While wearing her farmer hat, Coffey was delighted to return to face-to-face business. At the same time, the pandemic had revealed to her pockets of people with more tenuous food access for myriad reasons: language, mobility, health, and transportation in both urban and rural settings. This awareness reframed Mass Food Delivery’s value as a company that could provide some food security for these populations.

Coffey and Rolin remain passionate about local food access. Says Coffey, “I’ve kept Mass Food Delivery going for the people we serve, because we make a critical impact on their food supply.”

Cost-wise, Mass Food Delivery prices match those of local grocers. Mass Food Delivery customers shop their preferred frequency of weekly, biweekly, or monthly. Rolin sends a regular newsletter with delivery dates and updates. Unlike bigger businesses, small businesses and farms cannot process online payments for SNAP, and so customers place their orders online, then meet the driver to make payment or swipe their SNAP cards.

Says Coffey, “Our policy has been to leave food even when we do not receive payment. Mass Food Delivery has subsidized over $38,000 worth of food and waived over $150,000 in delivery fees since our inception in 2020.”

In June of 2022, Mass Food Delivery delivered to an average of 500 SNAP customers per month.
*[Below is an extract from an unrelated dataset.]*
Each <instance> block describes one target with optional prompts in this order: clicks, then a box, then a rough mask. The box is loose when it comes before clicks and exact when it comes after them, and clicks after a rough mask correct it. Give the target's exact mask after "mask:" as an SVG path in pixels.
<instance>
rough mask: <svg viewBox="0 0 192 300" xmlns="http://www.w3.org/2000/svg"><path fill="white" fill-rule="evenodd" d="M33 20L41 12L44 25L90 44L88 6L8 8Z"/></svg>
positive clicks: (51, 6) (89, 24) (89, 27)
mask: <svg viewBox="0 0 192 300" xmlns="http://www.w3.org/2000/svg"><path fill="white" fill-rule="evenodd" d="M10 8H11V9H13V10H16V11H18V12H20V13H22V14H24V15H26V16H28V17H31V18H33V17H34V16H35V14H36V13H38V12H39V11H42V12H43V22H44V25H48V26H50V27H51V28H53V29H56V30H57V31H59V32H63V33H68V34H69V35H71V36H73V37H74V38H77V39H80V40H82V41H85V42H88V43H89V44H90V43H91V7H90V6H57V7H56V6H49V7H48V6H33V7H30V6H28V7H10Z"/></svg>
They had to add a $10 delivery fee to be able to continue operating and were surprised that SNAP customers stayed and even more signed up.

Since 2020, in collaboration with the Food Bank of Western Mass, they have distributed over 11,000 boxes (110 tons) of free produce through the USDA Farmers to Families Program, and have donated about 3 tons of produce to local pantries and soup kitchens in Hampshire and Franklin counties.

Making an impact brings joy to the cousins. 

Coffey concludes, “I couldn’t be more thrilled with our impact. We have established an impressive network of local growers and producers and a customer base that relies on our services. Yet it has become a labor of love that takes me away from operating Mycoterra Farm. I would love to find a non-profit or organizational partner to adopt Mass Food Delivery and operate this critical service so I can get back to my real passion: farming!”